Some months ago, I wrote a brief piece on the “tragedy” of conversion.I used the word “tragedy” in the sense I develop in Deep Comedy: Trinity, Tragedy, & Hope In Western Literature. The word describes a conception of history and metaphysics in which the original is by definition better than anything subsequent. For tragic worldviews, decline is built into the nature of things.

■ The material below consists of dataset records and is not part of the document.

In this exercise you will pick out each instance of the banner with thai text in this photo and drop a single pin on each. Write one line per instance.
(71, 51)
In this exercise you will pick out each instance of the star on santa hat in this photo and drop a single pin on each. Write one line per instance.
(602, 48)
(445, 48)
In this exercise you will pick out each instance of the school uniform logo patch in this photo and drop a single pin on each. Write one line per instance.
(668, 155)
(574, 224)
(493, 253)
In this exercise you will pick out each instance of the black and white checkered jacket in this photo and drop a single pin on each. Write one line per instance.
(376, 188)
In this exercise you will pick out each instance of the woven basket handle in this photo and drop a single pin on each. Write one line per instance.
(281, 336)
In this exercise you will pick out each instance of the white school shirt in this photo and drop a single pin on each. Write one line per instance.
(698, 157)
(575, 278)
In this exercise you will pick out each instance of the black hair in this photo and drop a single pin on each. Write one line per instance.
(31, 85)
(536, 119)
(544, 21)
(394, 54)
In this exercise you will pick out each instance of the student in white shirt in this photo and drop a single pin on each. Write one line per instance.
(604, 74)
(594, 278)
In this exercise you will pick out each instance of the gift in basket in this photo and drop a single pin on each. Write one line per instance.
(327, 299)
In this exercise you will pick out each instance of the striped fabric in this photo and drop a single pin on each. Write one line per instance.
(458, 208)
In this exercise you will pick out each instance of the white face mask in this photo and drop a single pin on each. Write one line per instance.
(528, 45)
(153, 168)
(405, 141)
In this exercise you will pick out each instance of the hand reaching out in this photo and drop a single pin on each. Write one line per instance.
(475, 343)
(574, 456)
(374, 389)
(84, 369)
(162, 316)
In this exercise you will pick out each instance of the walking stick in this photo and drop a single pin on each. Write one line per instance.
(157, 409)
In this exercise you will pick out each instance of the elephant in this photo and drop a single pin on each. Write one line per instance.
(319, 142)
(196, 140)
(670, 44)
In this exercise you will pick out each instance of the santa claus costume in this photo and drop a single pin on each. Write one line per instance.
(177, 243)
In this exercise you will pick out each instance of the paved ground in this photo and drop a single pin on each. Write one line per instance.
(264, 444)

Ancient myths of a lost golden age are tragic because the end is always less than the beginning; later is at best a tarnished version of the early. Arianism is a tragic theology because it claims that only the unbegotten origin is full divine; no begotten Second Person can be equal to the unbegotten Father. Orthodox Christianity is not tragic; it is comic, encouraging hope in the age to come and insisting that the “derived” Godhead of the Son and Spirit is identical to the Godhead of the original Father.
Conversions are tragic when they are driven by the desire to exhume a pure origin, a mythic ideal church from which all the others have deviated. Not all conversions are tragic in this sense. But some are.

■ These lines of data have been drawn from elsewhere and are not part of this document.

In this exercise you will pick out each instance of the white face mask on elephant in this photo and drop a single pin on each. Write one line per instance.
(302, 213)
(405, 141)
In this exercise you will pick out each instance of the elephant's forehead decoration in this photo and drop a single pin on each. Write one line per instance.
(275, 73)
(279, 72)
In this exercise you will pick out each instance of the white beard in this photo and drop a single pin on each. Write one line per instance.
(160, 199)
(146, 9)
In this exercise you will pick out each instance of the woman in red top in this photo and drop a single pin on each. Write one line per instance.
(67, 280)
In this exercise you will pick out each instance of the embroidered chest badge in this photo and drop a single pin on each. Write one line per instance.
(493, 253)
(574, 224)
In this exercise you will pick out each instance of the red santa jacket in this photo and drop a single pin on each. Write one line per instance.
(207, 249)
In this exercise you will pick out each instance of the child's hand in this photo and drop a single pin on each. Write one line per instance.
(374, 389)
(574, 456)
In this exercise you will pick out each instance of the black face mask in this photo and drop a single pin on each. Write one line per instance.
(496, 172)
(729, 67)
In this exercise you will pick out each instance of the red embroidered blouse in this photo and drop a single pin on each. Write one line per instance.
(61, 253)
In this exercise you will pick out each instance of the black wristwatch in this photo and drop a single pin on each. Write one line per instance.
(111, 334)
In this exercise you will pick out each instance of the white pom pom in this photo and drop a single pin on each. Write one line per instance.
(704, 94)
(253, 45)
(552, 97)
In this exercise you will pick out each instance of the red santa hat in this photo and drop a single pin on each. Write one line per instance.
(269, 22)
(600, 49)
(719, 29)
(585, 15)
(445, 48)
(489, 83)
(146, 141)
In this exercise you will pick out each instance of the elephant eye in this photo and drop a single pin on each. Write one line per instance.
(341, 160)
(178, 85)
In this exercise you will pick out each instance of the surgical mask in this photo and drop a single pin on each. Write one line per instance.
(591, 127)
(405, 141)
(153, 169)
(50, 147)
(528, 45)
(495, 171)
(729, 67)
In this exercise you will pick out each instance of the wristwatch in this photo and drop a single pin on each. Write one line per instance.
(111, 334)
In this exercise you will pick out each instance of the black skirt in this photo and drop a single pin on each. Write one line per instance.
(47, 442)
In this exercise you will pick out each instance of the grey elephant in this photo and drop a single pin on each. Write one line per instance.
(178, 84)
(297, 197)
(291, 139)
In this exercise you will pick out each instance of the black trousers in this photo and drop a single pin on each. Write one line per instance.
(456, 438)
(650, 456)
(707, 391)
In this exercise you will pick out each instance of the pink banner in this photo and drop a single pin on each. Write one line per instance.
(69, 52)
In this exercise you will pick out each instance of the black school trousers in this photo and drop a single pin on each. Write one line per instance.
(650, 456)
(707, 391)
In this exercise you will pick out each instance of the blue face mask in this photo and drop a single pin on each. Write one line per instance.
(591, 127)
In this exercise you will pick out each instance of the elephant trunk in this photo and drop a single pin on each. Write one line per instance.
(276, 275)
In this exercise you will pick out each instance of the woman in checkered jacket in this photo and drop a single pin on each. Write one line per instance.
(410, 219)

In that earlier post, I focused on conversions from some form of Protestantism to Roman Catholicism or a branch of Orthodoxy. But it’s glaringly obvious that conversions in the other direction are sometimes (perhaps often) tragic in just this sense.
Conversions from Catholicism or Orthodoxy to Protestantism are sometimes driven by an implicitly Harnackian view of church history - that the church early on fell into a hidebound “Catholicism” as a result of an acute Hellenization. Efforts to recover the purity of a pre-Constantinian church drink from the same stream. The aim of the convert is to discover the pure (free Protestant) church of the apostles. Every restorationist movement in the history of Protestantism - and there are many - is tragic.
Protestantism isn’t necessarily and inherently tragic, and I don’t think that the main Reformers were driven by a naive hope that they could recover the first century. But it’s not difficult to discern a tragic element in Protestantism already in the sixteenth century.
In short, Protestants can be as tragic - and therefore as un-orthodox - as anyone.